Clare asks: I’m fed up with one of my clients. Not sure what happened but suddenly they’re a nightmare to deal with. They have unrealistic expectations and small budgets for some of the video they are thinking of having us produce. Can you offer advice or tips for recognizing these types of clients beforehand? We’ve only been doing this for a little under 2 years and don’t have the “street smarts” yet.

Answer: There are many reasons why clients suddenly go from being profitable and pleasurable to draining and daunting. It happens to every creative business, and I think it is happening more frequently to video production houses of all sizes do the misconceptions on how “easy” video is to produce now thanks to the internet. What has accelerated this trend?

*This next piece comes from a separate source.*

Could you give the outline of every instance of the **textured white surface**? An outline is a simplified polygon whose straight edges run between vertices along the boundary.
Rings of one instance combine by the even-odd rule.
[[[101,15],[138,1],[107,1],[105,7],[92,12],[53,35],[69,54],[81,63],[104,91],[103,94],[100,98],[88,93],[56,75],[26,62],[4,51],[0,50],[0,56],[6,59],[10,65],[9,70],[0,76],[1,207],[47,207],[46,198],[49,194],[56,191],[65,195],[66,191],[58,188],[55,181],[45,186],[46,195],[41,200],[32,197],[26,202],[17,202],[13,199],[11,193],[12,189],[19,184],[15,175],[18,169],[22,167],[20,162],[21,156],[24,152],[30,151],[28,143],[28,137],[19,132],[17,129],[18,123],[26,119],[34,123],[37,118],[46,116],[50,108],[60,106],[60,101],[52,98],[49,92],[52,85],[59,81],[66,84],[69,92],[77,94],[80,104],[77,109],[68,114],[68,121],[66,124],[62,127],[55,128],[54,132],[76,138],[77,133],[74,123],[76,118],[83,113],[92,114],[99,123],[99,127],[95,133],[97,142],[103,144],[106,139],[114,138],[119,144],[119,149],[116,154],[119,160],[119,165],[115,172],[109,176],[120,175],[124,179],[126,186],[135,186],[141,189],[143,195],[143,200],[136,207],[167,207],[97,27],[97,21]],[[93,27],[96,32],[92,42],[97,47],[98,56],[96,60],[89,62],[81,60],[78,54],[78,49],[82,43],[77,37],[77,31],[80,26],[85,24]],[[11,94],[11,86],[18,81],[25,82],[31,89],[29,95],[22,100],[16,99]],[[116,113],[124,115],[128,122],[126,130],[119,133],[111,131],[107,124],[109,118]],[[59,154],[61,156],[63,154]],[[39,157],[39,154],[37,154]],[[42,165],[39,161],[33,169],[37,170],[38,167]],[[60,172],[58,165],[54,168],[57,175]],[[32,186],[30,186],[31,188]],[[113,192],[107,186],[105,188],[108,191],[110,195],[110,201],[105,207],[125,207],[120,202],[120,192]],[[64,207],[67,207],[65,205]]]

Bad clients use up a lot of company resources, like to play God, stifle creative ideas that are commercially viable, feel they could easily run the project themselves, behave unpleasantly and aim to pay lower fees project by project. All of us live with clients which display a couple of these traits, but if clients exhibit all six, they can destroy profitability and morale.

In the course of our work, we’ve come across many a bad client, here’s some interesting traits to look for:

  • Get it up quick” attitude, wants to shortcut the project scoping and planning process, wants a video quickly on social media up for the sake of having a video on social media.
  • Has not given thought to the business objectives of a video, what the content should be and how it should be organized (e.g. no script or storyboard)
  • Describes the project’s objectives in a vague descriptive manner like “clean and fun, better than my competitors”, without knowing what the content should actually be.
  • Small budget, big expectations, unrealistic timeline e.g. “I want a video that is just like that commercial I saw during the superbowl, to launch by next month, and my budget is $3000″
  • Indecisive, changes mind frequently, requires constant changes to design and content without end because the client has not done initial planning or not sticking to the plan.
  • Unable to make decisions or give approval. Not responsive, does not email or return phone call timely.
  • Expects swift delivery on all requests but does not do the same in delivering content, providing feedbacks, sign-off and approval to the project manager.
  • Does not make payment on time.

If all of the above sounds familiar and reminds you of a client or a new client, it’s not too late to put out a safe “we’re booked up for work at the moment. I can take your name and number and get back to you.”